Standard Bank South Africa Confirms Data Breach

Standard Bank, South Africa’s largest lender by assets, has confirmed that client personal information was subject to unauthorised access on 23 March 2026. The bank says its core banking systems remain secure and fully operational.

The incident affects select customer data, including names, surnames, ID numbers, and company registration numbers. However, the bank noted that the specific information involved may differ from person to person.

Standard Bank announced the breach in a press release, “A message from Standard Bank” and has begun notifying impacted customers directly. External experts are now assisting with a full investigation.

“The Standard Bank of South Africa has identified an incident involving unauthorised access to select data, and we immediately took steps to secure our environment and mitigate the impact,” the bank said in March.

“Our teams, supported by experts, have launched a full investigation into this incident. We operate within a robust regulatory framework and fully comply with all applicable obligations.”
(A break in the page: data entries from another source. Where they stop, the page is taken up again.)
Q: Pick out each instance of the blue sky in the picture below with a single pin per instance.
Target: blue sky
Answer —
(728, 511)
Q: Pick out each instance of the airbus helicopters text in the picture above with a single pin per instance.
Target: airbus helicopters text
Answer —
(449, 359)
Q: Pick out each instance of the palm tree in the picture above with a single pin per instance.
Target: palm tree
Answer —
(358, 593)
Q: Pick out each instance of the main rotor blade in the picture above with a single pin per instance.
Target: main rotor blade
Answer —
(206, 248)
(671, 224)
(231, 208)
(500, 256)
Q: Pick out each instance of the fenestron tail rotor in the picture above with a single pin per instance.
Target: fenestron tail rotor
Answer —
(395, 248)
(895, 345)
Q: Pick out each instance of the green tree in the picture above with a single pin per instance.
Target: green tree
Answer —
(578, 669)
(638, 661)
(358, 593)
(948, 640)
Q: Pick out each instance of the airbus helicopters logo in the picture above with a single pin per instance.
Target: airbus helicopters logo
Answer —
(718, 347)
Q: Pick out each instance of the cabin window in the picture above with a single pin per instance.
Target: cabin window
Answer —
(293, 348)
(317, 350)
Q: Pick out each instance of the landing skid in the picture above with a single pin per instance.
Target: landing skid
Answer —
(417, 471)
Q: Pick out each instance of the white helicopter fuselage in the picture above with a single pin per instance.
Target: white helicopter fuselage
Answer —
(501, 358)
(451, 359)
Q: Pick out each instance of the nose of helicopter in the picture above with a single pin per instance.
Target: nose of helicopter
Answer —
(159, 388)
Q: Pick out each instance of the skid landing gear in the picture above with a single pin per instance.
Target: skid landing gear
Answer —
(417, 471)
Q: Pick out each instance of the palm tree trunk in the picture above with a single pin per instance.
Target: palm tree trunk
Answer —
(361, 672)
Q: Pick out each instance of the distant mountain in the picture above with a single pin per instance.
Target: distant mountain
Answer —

The bank warned clients that the exposed information creates a heightened risk of targeted fraud. Attackers could use the stolen data to impersonate victims or contact them fraudulently via email, calls, or SMS.
This technique is known as spear-phishing. Unlike generic phishing attempts, spear-phishing uses specific personal information such as a person’s name, ID number, and employer to craft convincing lures. An attacker could, for example, direct a victim to a fraudulent website designed to capture banking credentials.

Standard Bank has reported the incident to the Information Regulator of South Africa, the country’s primary authority for data breaches and leaks. The bank said it continues to strengthen controls and enhance monitoring in line with industry best practices.

The bank urged clients to follow several precautions including:

• Updating passwords on banking apps and social media
• Enabling two-factor authentication on the mobile banking app
• Using strong, unique passwords with biometric authentication
• Verify any unexpected email, SMS
• Never share your personal information, including passwords and PINs, when asked to do so via phone, text, or email
• Register with the Southern African Fraud Prevention Service for protective registration, which is a free service
• Verify any unexpected email, SMS or call asking for sensitive information by contacting the bank
• Suspicious links or unfamiliar website URLs should never be clicked.

“Given the nature of the information accessed, there is a risk that someone could use it to try to impersonate you or contact you fraudulently,” the bank said.
“We have increased our monitoring and encourage our clients to remain vigilant.”

The Standard Bank breach also occurred on the same day that Liberty disclosed its own security incident involving unauthorised access to internal systems. Liberty is a major subsidiary of the Standard Bank Group and is integrated into the bank’s broader financial services across 16 African markets. Liberty confirmed that policies and investments remain secure and services are running normally. Standard Bank has not publicly linked the two incidents.